WordPress 7.0 RC1 WooCommerce compatibility test checklist:
- Complete checkout flow (guest and logged-in)
- Payment gateway processing and confirmation
- Admin orders screen (now DataViews-powered)
- Product editor (now running inside an iframe)
- HPOS data integrity (see the HPOS migration checklist)
Store owner timeline:
| Date | Milestone | Action |
|---|---|---|
| March 19 | RC1 | Begin staging tests for WP 7.0 |
| March 26 | RC2 | Re-test with WooCommerce patches |
| April 2-8 | RC3 + Dry Run | Final validation; make go/no-go call |
| April 9 | WP 7.0 GA | Update production if all tests pass |
| April 14 | WC 10.7 | Test HPOS change separately on staging |
RC1-to-Final Re-Validation Protocol
Testing RC1 once is not enough. Bug fixes between RC releases can introduce new regressions, and plugin developers ship compatibility updates throughout the RC window. Use this cadence to stay current:
| Phase | Date | Scope | Time Estimate |
|---|---|---|---|
| RC1 | March 19 | Full test suite: all test matrix scenarios, all P1 plugins | 2-3 hours |
| RC2 | March 26 | Re-test any RC1 failures; spot-check critical paths | 45-60 min |
| RC3 | April 2 | Final spot-check; confirm go/no-go decision | 30 min |
| Dry Run | April 8 | Monitor core Trac for last-minute issues | 15 min |
| GA | April 9 | Update production during a scheduled maintenance window | — |
| GA+1 week | April 16 | Monitor for WordPress 7.0.1 patch release | Ongoing |
Why re-test matters: The Beta 1 delay demonstrated that test failures can surface late. Plugin developers often wait until RC1 to ship compatibility patches. The dry run (April 8) may reveal issues requiring you to delay your production update.

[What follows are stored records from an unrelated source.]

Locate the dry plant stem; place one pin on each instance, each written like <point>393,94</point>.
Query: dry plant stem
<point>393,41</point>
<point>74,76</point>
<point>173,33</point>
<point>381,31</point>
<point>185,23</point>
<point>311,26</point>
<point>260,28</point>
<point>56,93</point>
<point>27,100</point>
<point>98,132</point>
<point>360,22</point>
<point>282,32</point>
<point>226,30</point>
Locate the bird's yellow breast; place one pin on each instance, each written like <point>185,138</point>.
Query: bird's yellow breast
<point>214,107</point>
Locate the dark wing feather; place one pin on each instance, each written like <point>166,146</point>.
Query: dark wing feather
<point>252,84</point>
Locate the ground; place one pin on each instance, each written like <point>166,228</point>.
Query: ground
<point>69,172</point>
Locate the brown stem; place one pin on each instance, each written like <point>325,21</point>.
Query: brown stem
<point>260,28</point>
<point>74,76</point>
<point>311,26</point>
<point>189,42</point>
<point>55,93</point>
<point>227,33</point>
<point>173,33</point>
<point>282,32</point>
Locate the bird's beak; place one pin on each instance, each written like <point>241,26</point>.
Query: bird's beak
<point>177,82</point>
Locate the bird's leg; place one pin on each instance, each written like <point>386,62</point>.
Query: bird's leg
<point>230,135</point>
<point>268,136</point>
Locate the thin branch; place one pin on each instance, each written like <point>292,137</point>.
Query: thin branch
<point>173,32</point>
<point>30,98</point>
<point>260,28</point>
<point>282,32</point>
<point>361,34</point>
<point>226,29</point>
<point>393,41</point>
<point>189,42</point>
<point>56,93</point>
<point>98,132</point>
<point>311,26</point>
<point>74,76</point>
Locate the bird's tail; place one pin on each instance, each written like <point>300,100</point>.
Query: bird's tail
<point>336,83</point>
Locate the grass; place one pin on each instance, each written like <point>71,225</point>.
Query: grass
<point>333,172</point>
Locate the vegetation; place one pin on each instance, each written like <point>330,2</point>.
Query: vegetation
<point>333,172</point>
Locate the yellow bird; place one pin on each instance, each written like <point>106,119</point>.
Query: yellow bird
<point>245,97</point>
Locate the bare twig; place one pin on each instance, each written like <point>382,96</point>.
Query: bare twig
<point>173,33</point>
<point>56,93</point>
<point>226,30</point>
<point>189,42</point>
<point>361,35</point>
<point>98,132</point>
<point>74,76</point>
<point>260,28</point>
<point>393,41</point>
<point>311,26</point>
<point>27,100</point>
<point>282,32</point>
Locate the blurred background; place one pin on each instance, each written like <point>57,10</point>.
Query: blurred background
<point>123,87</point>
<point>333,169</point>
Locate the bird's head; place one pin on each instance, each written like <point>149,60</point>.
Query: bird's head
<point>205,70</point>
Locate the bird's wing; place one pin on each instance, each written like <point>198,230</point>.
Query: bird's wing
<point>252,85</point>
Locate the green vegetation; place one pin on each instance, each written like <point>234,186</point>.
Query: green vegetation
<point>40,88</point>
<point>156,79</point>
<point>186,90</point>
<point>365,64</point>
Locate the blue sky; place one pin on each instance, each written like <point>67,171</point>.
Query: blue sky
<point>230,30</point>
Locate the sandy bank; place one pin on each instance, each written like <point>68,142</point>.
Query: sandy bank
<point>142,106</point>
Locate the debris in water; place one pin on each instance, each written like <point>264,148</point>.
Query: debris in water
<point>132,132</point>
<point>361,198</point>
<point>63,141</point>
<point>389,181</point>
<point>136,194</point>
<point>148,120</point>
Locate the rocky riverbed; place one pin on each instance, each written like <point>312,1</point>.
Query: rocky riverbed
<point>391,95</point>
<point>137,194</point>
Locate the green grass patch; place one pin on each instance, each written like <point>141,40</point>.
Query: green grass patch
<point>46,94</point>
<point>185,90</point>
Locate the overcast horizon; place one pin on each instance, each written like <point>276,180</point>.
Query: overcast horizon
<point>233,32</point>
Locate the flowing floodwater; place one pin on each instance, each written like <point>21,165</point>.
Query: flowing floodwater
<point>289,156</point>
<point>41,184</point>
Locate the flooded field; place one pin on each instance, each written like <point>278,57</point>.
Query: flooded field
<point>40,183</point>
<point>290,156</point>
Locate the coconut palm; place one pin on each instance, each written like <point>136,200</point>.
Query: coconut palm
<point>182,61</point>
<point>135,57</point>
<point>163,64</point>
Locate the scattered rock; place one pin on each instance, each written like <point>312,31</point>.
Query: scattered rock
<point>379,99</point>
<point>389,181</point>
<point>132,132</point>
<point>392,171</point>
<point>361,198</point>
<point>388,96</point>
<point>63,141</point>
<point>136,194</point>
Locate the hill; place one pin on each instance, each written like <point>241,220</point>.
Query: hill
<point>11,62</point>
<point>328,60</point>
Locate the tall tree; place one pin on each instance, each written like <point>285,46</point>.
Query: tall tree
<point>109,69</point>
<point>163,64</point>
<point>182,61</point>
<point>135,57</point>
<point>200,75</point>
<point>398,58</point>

Production Go/No-Go Checklist
Before updating production on April 9, walk through this decision framework. If any item is “No,” delay your update until the issue is resolved. Reference the WordPress 7.0 preparation guide for environment readiness steps.
- All P1 plugins pass on RC3 or later
- No critical errors in the test matrix scenarios
- PHP version meets minimum (7.4+); hosting environment verified
- Full site backup completed (database + files)
- Maintenance window scheduled with rollback plan
- WooCommerce stores: HPOS integrity confirmed; WC 10.7 testing planned separately
One “No” means wait. WordPress 7.0.1 typically ships within 1-2 weeks of GA to address post-launch issues. There is no penalty for waiting.